Bandana kararının, verili konjonktürde siyasal İslam’a verilmiş bir taviz ve çocuk istismarının meşrulaştırılması olduğu gerçeğine rağmen; bu kararı eleştirenlerin “baskıcı”, kararı sahiplenenlerin “özgürlükçü” olarak sunulması, bunun en bariz göstergesidir.
Bakanlar Kurulu bir karar alarak, Ortaokullardaki disiplin tüzüğünü değiştiriyor ve siyasal İslam’ın kız çocuklarının bedenlerini kullanarak propaganda yapmasına olanak sağlıyor. Üstelik bu karar, “özgürlükler” adına, liberal çevrelerce de savunuluyor.
Oysa söz konusu olan özgürlük
değil, bir dinin bir mezhebine yapılmış bir ayrıcalıktır. Ortaokullarda ne
giyilip ne giyilemeyeceğinin kurallara bağlı olmaya devam etmesini savunurken,
sadece siyasal İslam için özel olan bir objeye ayrıcalık tanımanız, sizi
özgürlükçü değil “özgürlük istismarcısı” yapar.
***
Bugün dünyada 3000’i aşkın
farklı tanrı inancı mevcuttur. Ülkemizde de bu çeşitliliği bulmak mümkünüdür.

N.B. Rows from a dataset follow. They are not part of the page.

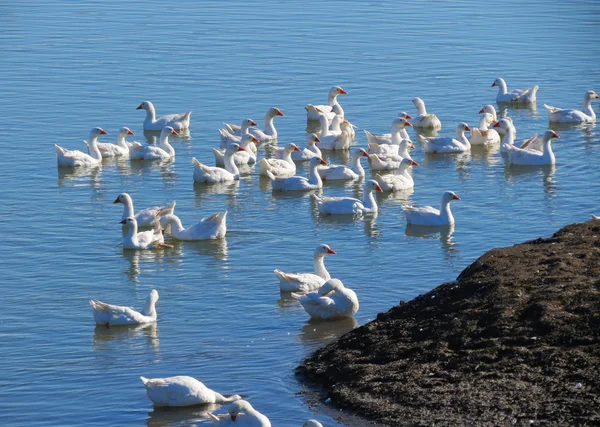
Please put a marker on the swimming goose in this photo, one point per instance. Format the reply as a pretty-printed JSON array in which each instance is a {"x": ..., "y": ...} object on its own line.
[
  {"x": 424, "y": 120},
  {"x": 587, "y": 114},
  {"x": 527, "y": 96},
  {"x": 66, "y": 157},
  {"x": 144, "y": 217},
  {"x": 179, "y": 121},
  {"x": 331, "y": 301},
  {"x": 116, "y": 315},
  {"x": 429, "y": 215},
  {"x": 213, "y": 227},
  {"x": 182, "y": 391},
  {"x": 306, "y": 282},
  {"x": 214, "y": 174},
  {"x": 350, "y": 205}
]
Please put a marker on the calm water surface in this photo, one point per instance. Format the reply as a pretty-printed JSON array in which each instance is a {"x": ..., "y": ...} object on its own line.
[{"x": 69, "y": 67}]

Kız çocuklarının başının kapatılmasını savunan İslamcılar, 2999 inancın
kılık-kıyafet uygulamasını reddederken, sadece kendi inançları için ayrıcalık
istemektedirler. Buna özgürlük demek mümkün müdür?
Kaldı ki, bir kıyafet
tercihinin “özgürlükler” alanına girebilmesi için, neden dinsel bir kategoriye
dahil olması gerektiğini anlamak zor. Dinsel olmayan “tercihlere” uygun
kıyafetler neden tartışmanın dışında kalmaktadır? Bir tercihin özgürlükler
alanına dahil olabilmesi için, illa dinsel bir gerekçelendirmeden mi
temellenmesi gerekmektedir?
Hepsinden önemlisi, hukuken
çocuk kabul edilen, yaşam biçimi tamamen ebeveynlerinin kararlarına tabi olan,
ekonomik bağımsızlığı dahi olmayan, birçok hak ve sorumluluktan muaf bir
bireyin; ne giyeceğine özgürce karar vermekte olduğu varsayımının temeli nedir?
***
Siyasal İslamcılar, ortaokul
çağındaki kız çocuklarını kendilerine paravan yaparak, aklımıza
saldırmaktadırlar.
Kendilerine sorulursa, bu
çocukların evde, aile içinde, sokakta hiçbir konuda kendi kararlarını almalarına
izin yoktur. İcabında yalnız başlarına bakkala bile gidemeyen on iki yaşındaki çocuklar
için, okulda ne giyeceklerini seçme “özgürlüğü” talep eden siyasal İslamcılar;
aslında “çocuklar için özgürlük” değil, “çocuklara kendi inançlarını dayatmak
için” ayrıcalık istemektedirler.
Siyasal İslamcılar, okullarda
kılık-kıyafet uygulaması devam etsin ama kendileri için bir muafiyet sağlansın
istemektedirler. Sadece kendileri için!
Siyasal İslamcılar, okullarda
din dersi zorunlu olsun ve kendi dinleri bu derslerde okutulsun
istemektedirler. Sadece kendi dinleri!
Siyasal İslamcılar, devletin
kaynakları Kilise, Cemevi, okul veya hastane yapımına değil kendi mabedlerinin
yapımına harcansın istemektedirler. Sadece kendi mabedlerinin!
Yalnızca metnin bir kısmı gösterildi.